André Woodley Jr.

founder. engineer. creative.

Skipping Speech to Text

Nearly all voice applications translate speech to text. However, while voice applications need to do multiple things analyzing text we still return to the audio itself for deeper processing. 

For example we can analyze text to get intent analysis but we need to analyze the wave patterns of the audio file itself to get "real" sentiment analysis. But I wonder if that is the wrong approach.

I am learning Spanish and right now I translate Spanish words I hear into English for further processing. This is a multi-step process that is time consuming and delays my response. My friend Yoni at Mister C's Barbershop dealt with this issue when he had to pick up English coming from Spanish. He said he didn't really learn English until he challenged himself to stop translating in his head and instead associated the words with the objects itself. At that point he could skip translating and respond extremely fast because he essentially learned the language - we do this with our native tongue.

What if we do the same approach using audio in voice ai applications. We could remove translating speech to text - understanding what is being said by analyzing the audio itself and comparing it to pass records using a vector database and pass records of audio, translations, intent, speech to text, etc. If we don't have a similar record translate speech to text (aka inquire).

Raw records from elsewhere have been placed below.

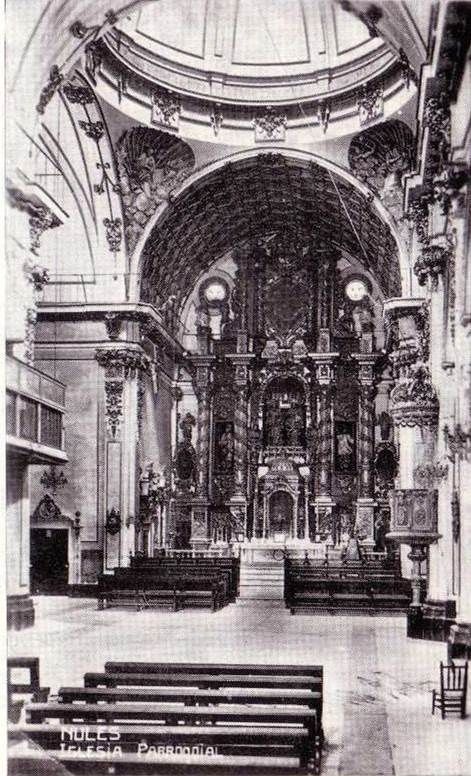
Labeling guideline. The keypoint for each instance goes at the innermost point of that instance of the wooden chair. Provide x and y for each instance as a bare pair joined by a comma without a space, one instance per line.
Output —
453,688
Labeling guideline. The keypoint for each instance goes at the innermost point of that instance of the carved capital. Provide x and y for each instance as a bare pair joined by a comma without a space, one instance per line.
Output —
414,401
414,516
114,404
449,187
114,233
81,95
122,362
458,442
431,264
271,125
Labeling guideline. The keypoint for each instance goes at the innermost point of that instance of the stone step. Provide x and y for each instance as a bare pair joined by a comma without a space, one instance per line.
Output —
266,574
260,592
261,603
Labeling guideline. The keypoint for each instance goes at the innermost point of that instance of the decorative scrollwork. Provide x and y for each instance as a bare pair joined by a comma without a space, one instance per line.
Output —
114,404
165,109
431,264
418,215
47,93
93,129
113,521
437,118
216,118
370,103
76,94
114,233
414,400
449,184
127,361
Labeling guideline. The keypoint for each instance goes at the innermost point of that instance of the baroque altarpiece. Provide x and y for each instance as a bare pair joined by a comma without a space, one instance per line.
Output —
291,441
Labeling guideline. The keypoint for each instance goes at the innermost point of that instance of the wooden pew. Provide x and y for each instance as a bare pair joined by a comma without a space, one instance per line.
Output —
211,680
193,697
239,718
249,669
227,567
182,749
344,587
31,687
169,591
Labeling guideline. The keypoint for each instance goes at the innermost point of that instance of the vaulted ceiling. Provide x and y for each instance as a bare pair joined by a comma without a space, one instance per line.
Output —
251,199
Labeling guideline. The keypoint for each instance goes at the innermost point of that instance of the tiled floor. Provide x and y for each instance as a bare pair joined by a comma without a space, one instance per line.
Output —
377,716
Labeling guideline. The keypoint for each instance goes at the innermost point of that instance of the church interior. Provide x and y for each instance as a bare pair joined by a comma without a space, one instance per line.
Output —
238,384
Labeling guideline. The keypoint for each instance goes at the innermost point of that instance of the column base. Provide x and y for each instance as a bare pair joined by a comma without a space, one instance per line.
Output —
459,641
323,508
20,612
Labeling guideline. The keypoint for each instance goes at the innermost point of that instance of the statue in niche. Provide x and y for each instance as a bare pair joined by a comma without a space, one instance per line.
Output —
202,317
362,319
294,427
385,425
346,523
345,453
284,415
224,446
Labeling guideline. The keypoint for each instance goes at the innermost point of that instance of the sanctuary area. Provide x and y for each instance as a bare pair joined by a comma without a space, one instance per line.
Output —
238,386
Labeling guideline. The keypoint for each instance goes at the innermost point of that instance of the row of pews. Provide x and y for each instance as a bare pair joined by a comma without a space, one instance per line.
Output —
371,587
182,718
171,583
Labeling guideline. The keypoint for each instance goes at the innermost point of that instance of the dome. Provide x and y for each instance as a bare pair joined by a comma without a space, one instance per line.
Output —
247,51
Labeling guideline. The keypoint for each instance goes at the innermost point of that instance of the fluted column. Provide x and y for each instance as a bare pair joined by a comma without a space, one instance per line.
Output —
122,365
202,385
364,523
239,499
323,466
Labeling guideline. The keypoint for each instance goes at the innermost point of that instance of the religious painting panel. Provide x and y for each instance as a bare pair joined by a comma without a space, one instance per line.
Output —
285,414
223,447
281,513
345,447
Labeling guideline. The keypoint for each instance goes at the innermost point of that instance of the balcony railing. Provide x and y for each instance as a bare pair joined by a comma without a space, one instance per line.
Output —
34,406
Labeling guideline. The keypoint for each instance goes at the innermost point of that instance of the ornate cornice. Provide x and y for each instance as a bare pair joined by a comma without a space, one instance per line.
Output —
458,442
414,516
165,109
114,404
448,187
414,401
124,361
41,217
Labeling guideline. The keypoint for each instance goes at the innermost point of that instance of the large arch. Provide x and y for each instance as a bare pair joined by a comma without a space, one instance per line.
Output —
344,212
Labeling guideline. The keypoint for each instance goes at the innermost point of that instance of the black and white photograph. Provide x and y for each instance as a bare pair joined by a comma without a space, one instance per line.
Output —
237,387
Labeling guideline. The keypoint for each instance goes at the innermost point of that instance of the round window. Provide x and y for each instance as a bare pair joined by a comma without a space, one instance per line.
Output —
356,289
215,292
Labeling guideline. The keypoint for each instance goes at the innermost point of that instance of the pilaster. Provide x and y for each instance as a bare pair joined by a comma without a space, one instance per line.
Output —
122,365
324,370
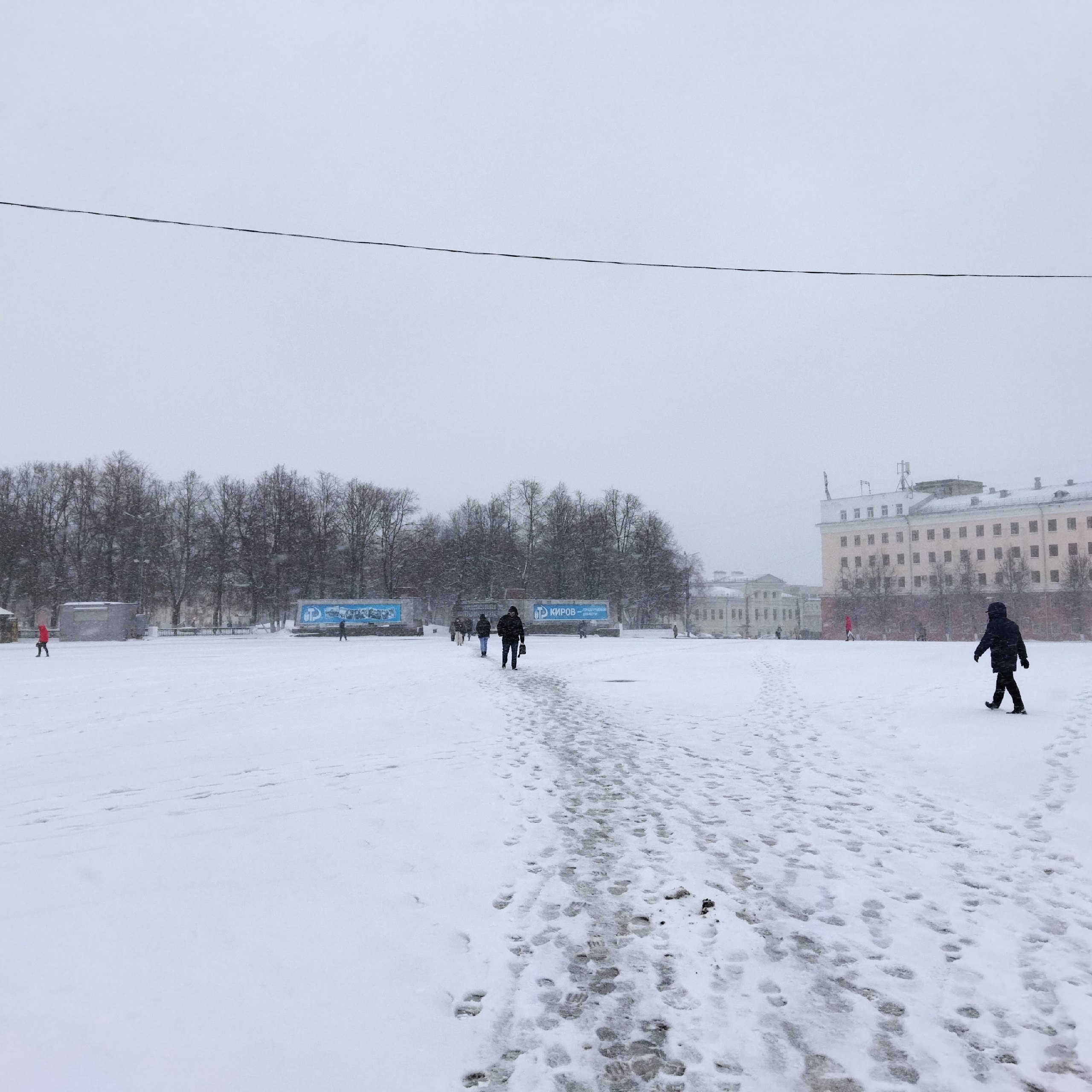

If this were to work data is once again at the top of the list and will significantly reduce cost and time required for voice ai applications to understand and respond. 

What is also interesting is it follows the human way of learning. We need to be exposed to things, directed and corrected for a certain amount of time to understand languages.

My final quick thoughts:

We are in the early days of voice ai protect your data. Companies with the data will significantly outpace those with little. Speech to Text should be an beginning step. Keep the raw audio. Cut the raw audio into clips and pair them with the translation, sentiment, intent, etc. Storing the raw audio into a vector database for it be queried based on similarity.